Я получал 3000 рублей в год (40 000 франков по нынешнему – 1929 года – курсу){88}; казенную квартиру, и, по установившемуся обычаю, ежедневно обедал у Посла. – По тогдашним ценам, это было прекрасное жалование, вполне обеспечивавшее существование, особенно в Константинополе. Все это я получил, благодаря стараниям добрейшего Дмитрия Алексеевича Капниста, хотя он не состоял уже на службе. – я поехал тотчас в Москву, где провел с семьей Страстную и Пасху перед отъездом в Константинополь.
Старый Восток (Отрывки воспоминаний)
I
Когда я кончил университет, как большинство молодых людей, не получивших специального технического образования, я не знал хорошенько, какую карьеру выбрать. По понятиям и традициям моей семьи мне не представлялась возможность иной службы, кроме государственной или выборной. Старый друг моих родителей граф Дмитрий Алексеевич Капнист, занимавший крупный пост в Министерстве иностранных дел, уговорил меня избрать дипломатическую карьеру и поступить в так называемый Азиатский департамент, во главе коего он стоял. В то время в этом учреждении были сосредоточены все интересы России на Ближнем, Среднем и Дальнем Востоке. Впоследствии, по мере роста дел, Азиатский департамент был упразднен и вместо него были учреждены три отдела, для каждого из этих Востоков. Мне пришлось быть много лет спустя начальником отдела Ближнего Востока.

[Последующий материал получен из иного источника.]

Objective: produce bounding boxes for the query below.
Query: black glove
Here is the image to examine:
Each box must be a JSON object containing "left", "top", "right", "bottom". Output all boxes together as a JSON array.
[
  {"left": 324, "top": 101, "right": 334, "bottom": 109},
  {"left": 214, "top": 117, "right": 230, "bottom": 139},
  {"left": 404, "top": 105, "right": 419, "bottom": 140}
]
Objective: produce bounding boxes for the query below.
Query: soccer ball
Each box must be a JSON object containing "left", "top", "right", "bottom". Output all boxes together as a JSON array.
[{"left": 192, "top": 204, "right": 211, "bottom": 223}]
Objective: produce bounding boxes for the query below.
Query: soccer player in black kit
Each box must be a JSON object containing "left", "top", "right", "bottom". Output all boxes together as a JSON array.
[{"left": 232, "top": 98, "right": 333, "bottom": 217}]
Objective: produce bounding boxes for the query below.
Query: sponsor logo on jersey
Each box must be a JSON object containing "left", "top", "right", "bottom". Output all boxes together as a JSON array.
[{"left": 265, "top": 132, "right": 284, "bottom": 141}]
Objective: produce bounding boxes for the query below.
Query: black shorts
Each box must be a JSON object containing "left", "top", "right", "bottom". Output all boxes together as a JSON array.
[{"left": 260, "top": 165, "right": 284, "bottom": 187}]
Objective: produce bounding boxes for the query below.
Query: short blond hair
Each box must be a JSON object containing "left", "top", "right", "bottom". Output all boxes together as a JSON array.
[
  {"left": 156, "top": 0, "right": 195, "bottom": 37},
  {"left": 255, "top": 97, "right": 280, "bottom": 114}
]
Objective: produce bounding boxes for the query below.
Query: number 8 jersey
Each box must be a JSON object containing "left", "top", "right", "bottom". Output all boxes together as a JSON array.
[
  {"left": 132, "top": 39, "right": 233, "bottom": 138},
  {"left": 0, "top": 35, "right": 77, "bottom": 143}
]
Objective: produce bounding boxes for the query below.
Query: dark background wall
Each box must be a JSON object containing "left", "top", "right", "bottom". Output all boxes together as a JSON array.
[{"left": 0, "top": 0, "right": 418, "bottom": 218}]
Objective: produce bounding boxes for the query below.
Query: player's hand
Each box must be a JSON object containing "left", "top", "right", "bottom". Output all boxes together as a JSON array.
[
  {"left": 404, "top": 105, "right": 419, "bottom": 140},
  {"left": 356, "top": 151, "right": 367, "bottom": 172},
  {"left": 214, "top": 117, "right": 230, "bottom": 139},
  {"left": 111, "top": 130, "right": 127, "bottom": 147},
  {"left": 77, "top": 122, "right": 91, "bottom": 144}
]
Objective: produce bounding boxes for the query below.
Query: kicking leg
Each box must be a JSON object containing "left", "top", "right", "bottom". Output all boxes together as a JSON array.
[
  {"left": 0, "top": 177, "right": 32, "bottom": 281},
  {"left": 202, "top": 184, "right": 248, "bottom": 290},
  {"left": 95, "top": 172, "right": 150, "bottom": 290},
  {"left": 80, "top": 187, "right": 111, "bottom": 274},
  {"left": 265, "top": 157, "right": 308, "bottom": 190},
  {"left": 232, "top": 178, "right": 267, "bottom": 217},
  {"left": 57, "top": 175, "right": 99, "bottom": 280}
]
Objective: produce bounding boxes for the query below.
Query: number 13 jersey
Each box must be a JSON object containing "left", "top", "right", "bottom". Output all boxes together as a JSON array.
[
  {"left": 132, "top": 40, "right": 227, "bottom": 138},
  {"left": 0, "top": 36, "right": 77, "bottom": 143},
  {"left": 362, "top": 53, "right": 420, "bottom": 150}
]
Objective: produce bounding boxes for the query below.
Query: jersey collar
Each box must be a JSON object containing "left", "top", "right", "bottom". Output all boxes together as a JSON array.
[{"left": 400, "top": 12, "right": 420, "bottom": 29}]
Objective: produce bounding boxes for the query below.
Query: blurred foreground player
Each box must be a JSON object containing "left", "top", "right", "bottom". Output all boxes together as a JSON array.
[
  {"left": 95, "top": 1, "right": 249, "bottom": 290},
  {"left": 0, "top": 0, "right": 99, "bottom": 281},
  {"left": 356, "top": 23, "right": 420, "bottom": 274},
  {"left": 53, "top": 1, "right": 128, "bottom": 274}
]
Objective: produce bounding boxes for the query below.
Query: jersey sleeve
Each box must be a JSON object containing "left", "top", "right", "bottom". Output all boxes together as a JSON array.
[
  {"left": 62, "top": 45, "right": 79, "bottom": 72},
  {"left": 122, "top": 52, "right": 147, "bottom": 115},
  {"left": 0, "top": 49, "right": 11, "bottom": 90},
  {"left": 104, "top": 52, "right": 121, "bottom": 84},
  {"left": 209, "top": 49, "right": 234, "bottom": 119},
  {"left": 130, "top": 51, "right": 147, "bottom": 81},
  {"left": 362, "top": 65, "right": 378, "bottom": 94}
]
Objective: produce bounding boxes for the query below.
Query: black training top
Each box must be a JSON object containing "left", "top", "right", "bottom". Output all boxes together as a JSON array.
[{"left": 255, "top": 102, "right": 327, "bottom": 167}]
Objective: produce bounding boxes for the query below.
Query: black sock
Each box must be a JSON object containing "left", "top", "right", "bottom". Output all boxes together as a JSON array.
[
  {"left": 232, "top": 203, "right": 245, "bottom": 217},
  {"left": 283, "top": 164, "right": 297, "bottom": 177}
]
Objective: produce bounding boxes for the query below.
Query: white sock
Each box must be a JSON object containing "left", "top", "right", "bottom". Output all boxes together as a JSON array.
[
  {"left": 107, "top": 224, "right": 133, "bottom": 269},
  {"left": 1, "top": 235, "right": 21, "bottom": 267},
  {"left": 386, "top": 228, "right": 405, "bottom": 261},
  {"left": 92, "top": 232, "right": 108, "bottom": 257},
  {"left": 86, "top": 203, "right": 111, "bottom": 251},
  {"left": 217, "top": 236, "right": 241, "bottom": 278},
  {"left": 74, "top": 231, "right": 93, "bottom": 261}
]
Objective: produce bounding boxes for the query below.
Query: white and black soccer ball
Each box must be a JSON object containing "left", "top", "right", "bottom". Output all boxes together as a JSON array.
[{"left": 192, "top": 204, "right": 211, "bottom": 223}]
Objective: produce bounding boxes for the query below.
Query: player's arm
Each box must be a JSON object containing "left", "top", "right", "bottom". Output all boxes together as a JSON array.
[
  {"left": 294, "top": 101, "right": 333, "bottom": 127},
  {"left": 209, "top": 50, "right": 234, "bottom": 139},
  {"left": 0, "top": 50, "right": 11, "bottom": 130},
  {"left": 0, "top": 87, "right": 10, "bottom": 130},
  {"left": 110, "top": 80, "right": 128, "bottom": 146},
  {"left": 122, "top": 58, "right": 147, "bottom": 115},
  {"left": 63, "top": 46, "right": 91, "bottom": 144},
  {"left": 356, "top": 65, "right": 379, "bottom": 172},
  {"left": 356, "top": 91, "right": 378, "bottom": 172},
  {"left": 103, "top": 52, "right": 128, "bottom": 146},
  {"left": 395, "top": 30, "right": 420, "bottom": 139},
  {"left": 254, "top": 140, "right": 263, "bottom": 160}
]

В Петербурге я пробыл всего несколько месяцев и был назначен состоящим при нашем посольстве в Константинополе весною 1897 года.
До тех пор я никогда не был за границей, и знал только Москву и Петербург. Константинополь имел для меня особую притягательную силу. С ним связан был в истории нашей внешней политики и наших войн, на протяжении столетий, особый романтический ореол: мечта о водружении православного креста на куполе Св. Софии, и завладение проливами, которое завершило бы мировое значение Русской империи. Религиозная идея сочеталась с идеей политической. Экономические и торговые интересы России также ставили перед Россией задачу завладения проливами, чтобы получить в наши руки свободный выход из Черного моря. С такими мыслями, кружившими молодую голову, я ехал в Константинополь. Это было в расцвет весны, в апреле месяце. Проезжая через Киев, который я также впервые увидел, я любовался величественной картиной широкого разлива Днепра у подножия древнего холмистого города, сверкавшего старым золотом многочисленных куполов киевских церквей. Зрелище было в своем роде единственное по красоте и тем историческим воспоминаниям, которые будил Киев, эта колыбель и мать русских городов.
Воспоминание о Киеве не было вытеснено у меня даже той волшебной панорамой, которая развернулась перед нами, когда пароход, на котором я плыл из Одессы, вошел в живописный извилистый Босфор. То, что я здесь увидал, казалось какой-то иллюстрацией восточной сказки.
И впоследствии, когда в течение многих лет мне не раз приходилось проделывать то же путешествие, меня всякий раз охватывала красота Босфора и входа в Константинополь, это чередование дворцов, киосков, старых домов с минаретами и поэтичными кладбищами, обрамленными кипарисами. Чудные запахи неслись из садов по обе стороны пролива, разделяющего Европу и Азию. Тысячи маленьких и больших лодок и фелюг разрезывали водное пространство, и воздух оглашался свистом сирен с пароходов. Каждый поворот открывал все новые и новые перспективы, пока наконец, не показывался вдали сказочный Стамбул, со старым Серамм и силуэтом Св. Софии, от которого не могло не биться русское сердце. Вдали виднелись Золотой Рог, Принцевы острова и Мраморное море. И над всем этим в яркую солнечную погоду висела какая-то голубая дымка, довершавшая таинственную и сказанную притягательность царственного города.